Кто бы что ни делал или говорил - все запечатлевается в пространстве, становится достоянием хранилища Беспредельности. Неизгладимы эти письмена, они - единственная беспристрастная история всего сущего. Иногда эту историю называют памятью Логоса. У человека нет своего собственного склада памяти в мозгу, куда могли бы отложиться события его жизни, - память человеческая есть только человеческая способность читать историю своей собственной жизни по ее отпечаткам в пространстве, то есть пользоваться памятью Логоса. Обычный, среднего развития человек может прочитать в этой памяти лишь то, что сам туда сложил, но при значительно более высокой степени ему становятся доступны и остальные записи, другими словами - ему открывается историческое и доисторическое прошлое; он видит древние походы и битвы, возникновение и падение царств и самого себя в различнейших ролях, какие он играл в великой, продолжающей и ныне развертываться драме жизни. На этом основании психометрия, способность, например, взяв в руки вещь незнакомого человека (некоторые прикладывают ее ко лбу или к солнечному сплетению), вызвать перед мысленным взором образ ее владельца, описать его наружность, а иногда - даже назвать его имя. В моей памяти таким психометром в городе Шанхае был доктор Букбиндер, который иногда выступал на публичных сеансах такого рода. Психометрическая способность не относится к чрезвычайно редко встречающимся. По исследованиям профессора Дрейпера, из каждых четырех человек один, хотя бы в небольшой степени, обладает этой способностью. Сильным психометром была жена профессора Дрейпера, и он часто пользовался ее способностью в своих исторических исследованиях.

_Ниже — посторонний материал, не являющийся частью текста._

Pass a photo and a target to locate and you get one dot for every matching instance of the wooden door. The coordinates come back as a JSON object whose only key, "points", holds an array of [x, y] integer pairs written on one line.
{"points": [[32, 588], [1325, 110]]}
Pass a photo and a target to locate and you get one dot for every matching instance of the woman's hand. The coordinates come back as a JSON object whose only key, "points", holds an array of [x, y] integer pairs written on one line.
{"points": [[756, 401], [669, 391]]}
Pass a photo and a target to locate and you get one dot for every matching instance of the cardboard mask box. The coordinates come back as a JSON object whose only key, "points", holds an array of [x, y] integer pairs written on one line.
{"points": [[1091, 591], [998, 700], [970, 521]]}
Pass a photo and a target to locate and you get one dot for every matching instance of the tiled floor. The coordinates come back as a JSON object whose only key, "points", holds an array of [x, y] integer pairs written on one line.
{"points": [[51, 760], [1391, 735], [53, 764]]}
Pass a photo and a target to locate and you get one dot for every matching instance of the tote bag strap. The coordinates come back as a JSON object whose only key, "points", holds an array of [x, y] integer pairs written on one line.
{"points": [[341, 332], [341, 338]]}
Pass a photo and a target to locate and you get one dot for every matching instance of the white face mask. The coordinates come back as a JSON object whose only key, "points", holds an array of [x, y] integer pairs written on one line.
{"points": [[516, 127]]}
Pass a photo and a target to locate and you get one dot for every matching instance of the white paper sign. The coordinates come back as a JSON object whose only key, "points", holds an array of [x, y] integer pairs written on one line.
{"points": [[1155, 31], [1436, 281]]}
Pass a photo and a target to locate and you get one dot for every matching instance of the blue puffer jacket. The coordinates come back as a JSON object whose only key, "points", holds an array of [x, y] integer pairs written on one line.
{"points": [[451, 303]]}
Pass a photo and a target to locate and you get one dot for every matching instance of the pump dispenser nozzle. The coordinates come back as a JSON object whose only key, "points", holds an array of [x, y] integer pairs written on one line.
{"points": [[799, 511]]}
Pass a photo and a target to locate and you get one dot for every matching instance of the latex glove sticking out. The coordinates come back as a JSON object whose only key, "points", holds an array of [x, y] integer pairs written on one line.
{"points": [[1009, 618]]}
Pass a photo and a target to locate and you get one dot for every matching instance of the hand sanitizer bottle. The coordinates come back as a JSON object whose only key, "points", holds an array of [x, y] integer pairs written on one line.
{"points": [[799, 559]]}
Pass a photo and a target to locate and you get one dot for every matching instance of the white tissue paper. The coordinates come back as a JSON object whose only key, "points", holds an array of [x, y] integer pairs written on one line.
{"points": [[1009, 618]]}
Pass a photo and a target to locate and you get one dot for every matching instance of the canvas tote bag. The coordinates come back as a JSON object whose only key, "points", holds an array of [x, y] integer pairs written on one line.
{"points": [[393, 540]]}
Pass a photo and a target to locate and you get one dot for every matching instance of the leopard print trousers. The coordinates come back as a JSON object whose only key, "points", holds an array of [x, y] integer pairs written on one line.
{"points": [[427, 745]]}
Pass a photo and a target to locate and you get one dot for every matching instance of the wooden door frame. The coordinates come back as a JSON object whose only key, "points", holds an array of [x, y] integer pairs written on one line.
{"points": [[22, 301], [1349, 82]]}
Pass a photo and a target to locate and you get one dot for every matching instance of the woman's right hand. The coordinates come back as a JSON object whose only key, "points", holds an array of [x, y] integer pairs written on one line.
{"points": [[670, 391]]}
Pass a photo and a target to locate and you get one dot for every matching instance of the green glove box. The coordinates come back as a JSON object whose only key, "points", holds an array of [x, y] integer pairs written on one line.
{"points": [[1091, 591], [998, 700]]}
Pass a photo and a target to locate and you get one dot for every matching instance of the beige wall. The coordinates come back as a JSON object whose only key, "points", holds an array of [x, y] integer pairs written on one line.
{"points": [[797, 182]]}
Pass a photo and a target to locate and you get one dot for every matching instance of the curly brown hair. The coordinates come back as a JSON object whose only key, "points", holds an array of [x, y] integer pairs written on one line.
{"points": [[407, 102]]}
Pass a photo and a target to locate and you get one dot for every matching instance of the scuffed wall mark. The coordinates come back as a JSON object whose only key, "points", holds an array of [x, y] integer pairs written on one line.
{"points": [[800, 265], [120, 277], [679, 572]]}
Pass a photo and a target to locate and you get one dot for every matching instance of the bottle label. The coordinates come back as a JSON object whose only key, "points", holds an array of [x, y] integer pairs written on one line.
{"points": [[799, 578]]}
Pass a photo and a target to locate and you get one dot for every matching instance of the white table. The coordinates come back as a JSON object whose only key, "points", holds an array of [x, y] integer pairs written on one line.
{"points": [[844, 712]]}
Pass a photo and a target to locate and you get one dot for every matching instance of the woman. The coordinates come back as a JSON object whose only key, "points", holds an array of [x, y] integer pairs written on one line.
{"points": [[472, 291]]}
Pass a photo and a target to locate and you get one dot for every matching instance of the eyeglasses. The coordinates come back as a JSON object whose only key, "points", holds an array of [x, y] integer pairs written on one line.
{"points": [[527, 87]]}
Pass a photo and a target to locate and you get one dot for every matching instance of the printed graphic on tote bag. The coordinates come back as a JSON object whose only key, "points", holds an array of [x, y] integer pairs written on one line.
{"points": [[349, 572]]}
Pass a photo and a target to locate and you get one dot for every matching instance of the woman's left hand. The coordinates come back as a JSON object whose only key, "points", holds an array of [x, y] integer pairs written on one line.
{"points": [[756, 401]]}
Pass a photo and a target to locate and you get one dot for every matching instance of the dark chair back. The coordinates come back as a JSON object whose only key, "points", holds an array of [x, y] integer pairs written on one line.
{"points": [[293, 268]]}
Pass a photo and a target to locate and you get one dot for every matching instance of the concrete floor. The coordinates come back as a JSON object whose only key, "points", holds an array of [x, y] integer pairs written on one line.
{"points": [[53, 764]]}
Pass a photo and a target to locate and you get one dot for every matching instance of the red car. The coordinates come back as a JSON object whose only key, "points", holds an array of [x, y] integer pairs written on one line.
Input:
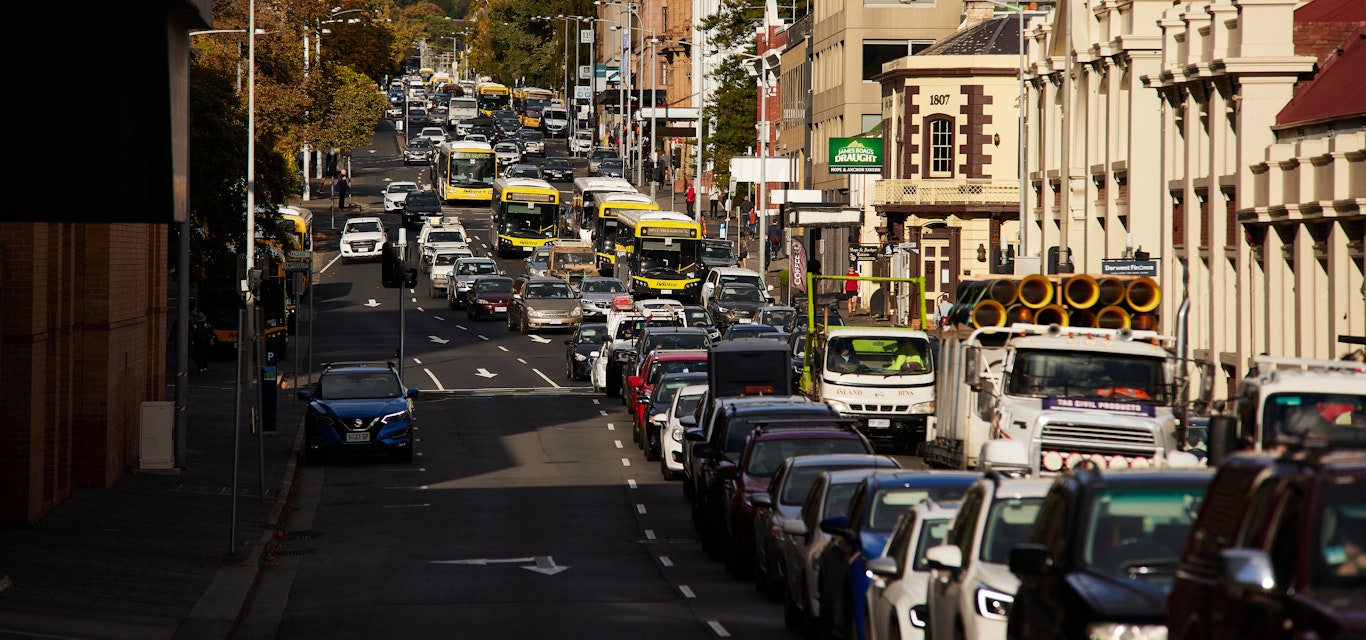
{"points": [[641, 385], [488, 298]]}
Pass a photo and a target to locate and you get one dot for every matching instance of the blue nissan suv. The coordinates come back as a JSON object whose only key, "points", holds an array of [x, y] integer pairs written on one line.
{"points": [[358, 408]]}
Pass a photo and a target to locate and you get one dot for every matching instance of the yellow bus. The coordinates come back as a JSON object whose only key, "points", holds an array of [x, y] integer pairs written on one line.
{"points": [[465, 171], [605, 208], [492, 96], [526, 214], [659, 254]]}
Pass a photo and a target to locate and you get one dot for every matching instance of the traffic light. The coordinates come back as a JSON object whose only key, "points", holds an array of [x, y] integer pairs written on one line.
{"points": [[391, 268]]}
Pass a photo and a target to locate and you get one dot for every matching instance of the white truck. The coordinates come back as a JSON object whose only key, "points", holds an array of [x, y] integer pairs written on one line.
{"points": [[1291, 401], [1066, 395], [880, 375]]}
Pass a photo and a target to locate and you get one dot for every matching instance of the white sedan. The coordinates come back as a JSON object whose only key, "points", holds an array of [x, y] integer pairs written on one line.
{"points": [[396, 194]]}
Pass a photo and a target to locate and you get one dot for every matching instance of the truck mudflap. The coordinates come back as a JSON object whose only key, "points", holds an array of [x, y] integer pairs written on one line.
{"points": [[904, 433]]}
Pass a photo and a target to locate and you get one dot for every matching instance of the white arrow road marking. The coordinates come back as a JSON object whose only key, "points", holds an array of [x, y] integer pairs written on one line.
{"points": [[542, 377], [484, 561], [433, 380], [545, 565]]}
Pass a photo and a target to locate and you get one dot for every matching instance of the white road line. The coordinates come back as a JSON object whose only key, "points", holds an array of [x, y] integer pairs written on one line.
{"points": [[433, 380], [542, 377]]}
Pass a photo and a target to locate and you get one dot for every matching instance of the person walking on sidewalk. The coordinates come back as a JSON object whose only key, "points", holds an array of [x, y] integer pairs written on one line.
{"points": [[851, 288]]}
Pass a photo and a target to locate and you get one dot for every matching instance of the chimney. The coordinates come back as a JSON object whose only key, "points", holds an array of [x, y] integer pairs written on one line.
{"points": [[976, 12]]}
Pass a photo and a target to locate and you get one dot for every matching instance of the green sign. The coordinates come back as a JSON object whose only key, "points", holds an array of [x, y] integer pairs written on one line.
{"points": [[855, 156]]}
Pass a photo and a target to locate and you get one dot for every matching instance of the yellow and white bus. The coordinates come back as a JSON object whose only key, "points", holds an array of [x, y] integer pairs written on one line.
{"points": [[605, 209], [492, 96], [465, 171], [659, 254], [526, 214]]}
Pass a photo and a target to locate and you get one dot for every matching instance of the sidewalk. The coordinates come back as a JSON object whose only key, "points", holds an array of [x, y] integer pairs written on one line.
{"points": [[164, 554]]}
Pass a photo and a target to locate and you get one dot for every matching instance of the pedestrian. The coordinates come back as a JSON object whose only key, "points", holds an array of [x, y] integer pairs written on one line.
{"points": [[201, 341], [851, 288], [343, 190], [941, 313]]}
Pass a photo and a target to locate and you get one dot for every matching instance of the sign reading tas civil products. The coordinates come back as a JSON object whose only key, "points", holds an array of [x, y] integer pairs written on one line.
{"points": [[855, 156]]}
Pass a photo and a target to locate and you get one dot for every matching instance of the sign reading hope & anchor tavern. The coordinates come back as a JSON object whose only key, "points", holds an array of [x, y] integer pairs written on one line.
{"points": [[855, 156]]}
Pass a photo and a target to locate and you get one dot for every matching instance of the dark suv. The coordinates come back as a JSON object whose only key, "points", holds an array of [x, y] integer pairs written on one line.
{"points": [[1103, 551], [1276, 550]]}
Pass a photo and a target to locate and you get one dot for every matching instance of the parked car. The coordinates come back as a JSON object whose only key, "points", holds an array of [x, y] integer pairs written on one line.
{"points": [[488, 296], [902, 575], [396, 194], [783, 501], [558, 169], [1107, 566], [686, 403], [358, 410], [862, 534], [463, 274], [597, 294], [1276, 550], [581, 348], [542, 302], [362, 238], [971, 587]]}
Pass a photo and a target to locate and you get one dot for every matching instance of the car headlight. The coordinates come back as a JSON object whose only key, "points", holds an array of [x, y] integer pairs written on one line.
{"points": [[993, 605], [1120, 631]]}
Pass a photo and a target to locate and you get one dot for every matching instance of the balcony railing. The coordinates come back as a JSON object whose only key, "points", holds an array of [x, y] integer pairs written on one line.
{"points": [[947, 191]]}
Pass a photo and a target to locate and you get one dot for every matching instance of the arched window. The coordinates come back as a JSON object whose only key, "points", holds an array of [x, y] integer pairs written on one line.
{"points": [[939, 146]]}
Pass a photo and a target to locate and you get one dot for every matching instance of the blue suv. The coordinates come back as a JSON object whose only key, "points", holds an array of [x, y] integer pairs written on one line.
{"points": [[358, 408]]}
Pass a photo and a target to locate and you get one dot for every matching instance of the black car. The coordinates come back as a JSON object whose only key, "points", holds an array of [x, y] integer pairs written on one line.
{"points": [[558, 169], [420, 206], [358, 408], [582, 348], [1109, 556]]}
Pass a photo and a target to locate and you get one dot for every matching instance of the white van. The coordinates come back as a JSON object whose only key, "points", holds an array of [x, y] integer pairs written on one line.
{"points": [[555, 120], [581, 143]]}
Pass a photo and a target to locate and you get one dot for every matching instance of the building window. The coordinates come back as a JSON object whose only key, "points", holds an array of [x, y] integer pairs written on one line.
{"points": [[940, 146], [877, 52]]}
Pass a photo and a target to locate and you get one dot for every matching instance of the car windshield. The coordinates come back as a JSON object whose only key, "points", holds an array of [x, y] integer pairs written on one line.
{"points": [[362, 227], [549, 291], [603, 287], [476, 268], [361, 385], [497, 285], [1007, 524], [1139, 526]]}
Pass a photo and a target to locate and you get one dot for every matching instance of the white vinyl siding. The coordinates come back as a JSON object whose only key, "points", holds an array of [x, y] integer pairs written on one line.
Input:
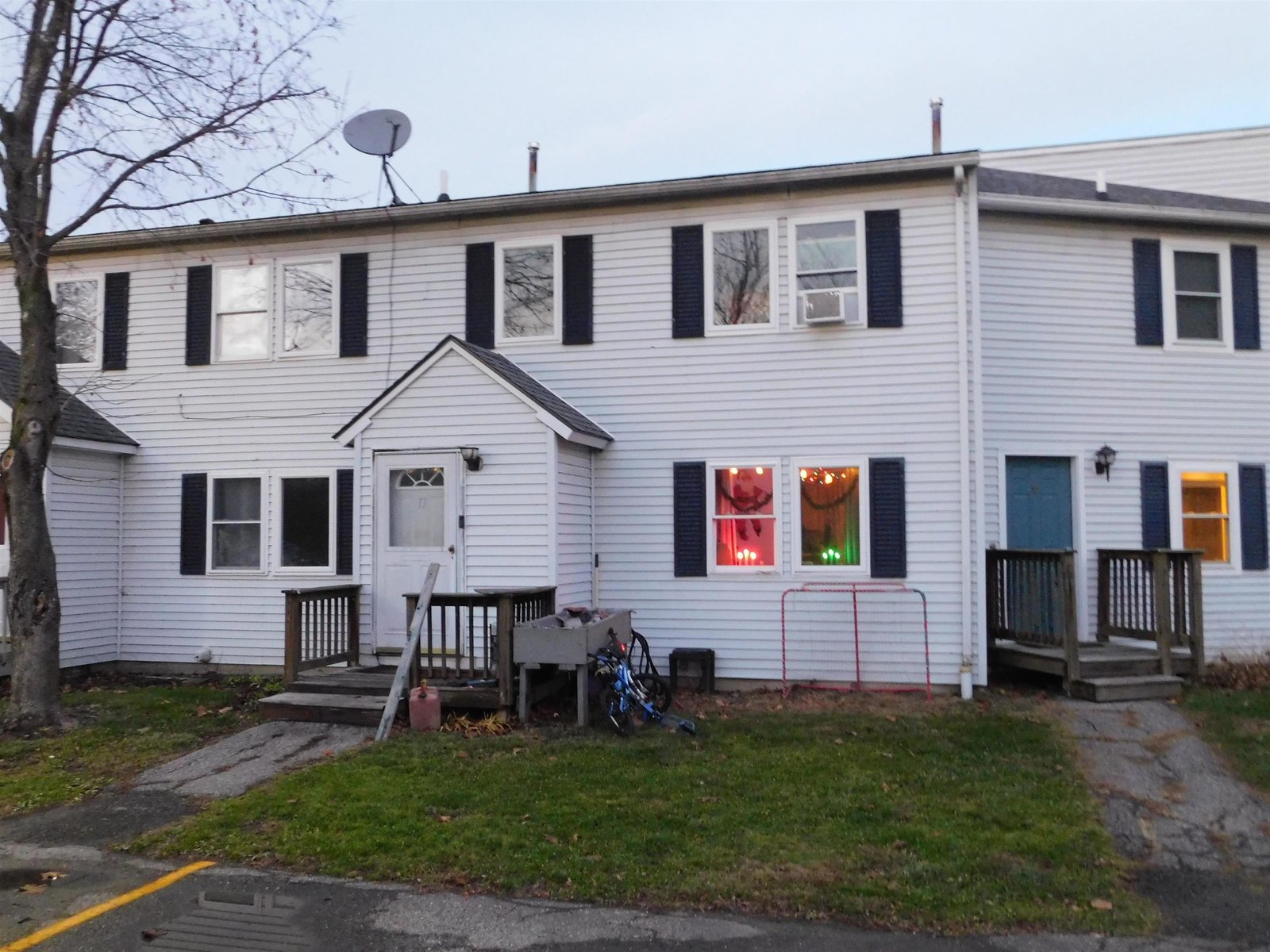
{"points": [[1062, 372], [838, 393]]}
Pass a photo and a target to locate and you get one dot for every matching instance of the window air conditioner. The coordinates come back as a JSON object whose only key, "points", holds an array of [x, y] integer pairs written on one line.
{"points": [[829, 306]]}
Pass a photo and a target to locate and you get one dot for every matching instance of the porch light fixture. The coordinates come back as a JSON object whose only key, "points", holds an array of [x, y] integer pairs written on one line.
{"points": [[1103, 461]]}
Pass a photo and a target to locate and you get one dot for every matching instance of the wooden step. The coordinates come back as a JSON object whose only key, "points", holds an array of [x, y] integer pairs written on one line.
{"points": [[324, 708], [344, 682], [1138, 689]]}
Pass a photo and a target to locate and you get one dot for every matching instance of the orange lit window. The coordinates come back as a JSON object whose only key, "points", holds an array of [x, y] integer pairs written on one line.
{"points": [[1206, 514], [745, 517]]}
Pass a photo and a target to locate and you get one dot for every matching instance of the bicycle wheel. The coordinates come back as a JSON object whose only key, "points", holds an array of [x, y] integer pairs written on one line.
{"points": [[657, 689], [611, 708]]}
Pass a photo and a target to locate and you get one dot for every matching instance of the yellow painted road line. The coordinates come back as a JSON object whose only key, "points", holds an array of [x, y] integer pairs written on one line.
{"points": [[122, 900]]}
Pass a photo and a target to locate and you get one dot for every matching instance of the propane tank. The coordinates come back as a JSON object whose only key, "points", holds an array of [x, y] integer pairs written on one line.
{"points": [[425, 708]]}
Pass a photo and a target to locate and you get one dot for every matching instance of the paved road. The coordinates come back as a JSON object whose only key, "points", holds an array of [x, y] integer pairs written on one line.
{"points": [[245, 911]]}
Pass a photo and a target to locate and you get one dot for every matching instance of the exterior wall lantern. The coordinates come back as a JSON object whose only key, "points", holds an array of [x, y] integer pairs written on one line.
{"points": [[1103, 461]]}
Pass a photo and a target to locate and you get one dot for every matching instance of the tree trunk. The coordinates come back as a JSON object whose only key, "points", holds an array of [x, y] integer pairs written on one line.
{"points": [[35, 605]]}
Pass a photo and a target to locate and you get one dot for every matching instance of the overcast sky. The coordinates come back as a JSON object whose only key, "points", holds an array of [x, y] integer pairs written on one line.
{"points": [[626, 92]]}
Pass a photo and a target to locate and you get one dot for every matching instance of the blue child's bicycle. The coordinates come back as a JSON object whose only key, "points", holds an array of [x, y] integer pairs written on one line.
{"points": [[628, 698]]}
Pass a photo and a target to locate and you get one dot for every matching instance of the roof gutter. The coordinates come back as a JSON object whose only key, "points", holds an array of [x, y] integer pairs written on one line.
{"points": [[521, 203], [1105, 211]]}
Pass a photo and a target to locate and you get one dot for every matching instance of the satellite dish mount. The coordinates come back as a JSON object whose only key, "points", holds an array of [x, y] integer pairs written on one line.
{"points": [[380, 132]]}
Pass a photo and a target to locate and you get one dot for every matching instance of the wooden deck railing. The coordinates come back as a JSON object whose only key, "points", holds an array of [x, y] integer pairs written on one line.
{"points": [[1153, 594], [1032, 600], [468, 635], [323, 628]]}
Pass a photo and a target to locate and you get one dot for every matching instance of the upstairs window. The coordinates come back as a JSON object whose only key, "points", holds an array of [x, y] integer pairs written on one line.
{"points": [[79, 309], [827, 271], [1206, 514], [829, 512], [745, 518], [527, 282], [283, 309], [1197, 294], [740, 273]]}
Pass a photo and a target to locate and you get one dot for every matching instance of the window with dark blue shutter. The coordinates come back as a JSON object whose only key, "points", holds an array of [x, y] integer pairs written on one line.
{"points": [[114, 323], [480, 295], [687, 282], [194, 524], [343, 522], [353, 300], [690, 520], [198, 315], [1155, 505], [578, 290], [1245, 298], [886, 285], [1149, 301], [1254, 532], [888, 520]]}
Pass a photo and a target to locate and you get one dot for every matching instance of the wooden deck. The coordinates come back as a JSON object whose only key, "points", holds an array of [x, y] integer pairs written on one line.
{"points": [[359, 695]]}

Сильные, отпечатавшиеся в пространстве чувства при благоприятных условиях могут иногда проявляться, то есть стать доступными физическому восприятию. Так, на давно затихших, травою поросших полях сражений люди иногда слышат конское ржание, стоны и крики сражающихся.
Смертельный испуг девочки, оказавшейся в руках мерзкого двуногого человеческого отброса, конечно, со страшной силой запечатлелся в Пространстве и в описанное утро вызвал реакцию чуткого слуха, причем, как это часто бывает, слышавшая могла быть обладательницей небольшой степени яснослышания, которое при удачных космических токах иногда сильно проявляется. Утверждаю это на основании моего персонального опыта.
В одно летнее утро, идя по улице города Балхаша, я остановил трех подряд повстречавшихся мне женщин, задавая им один и тот же вопрос: не слышат ли они в данный момент колокольного звона? Все три ответили отрицательно, несмотря на то что я слышал его громко и отчетливо.
______________
* Первая часть – размещена в Стихи.ру 11 мая 2013 г.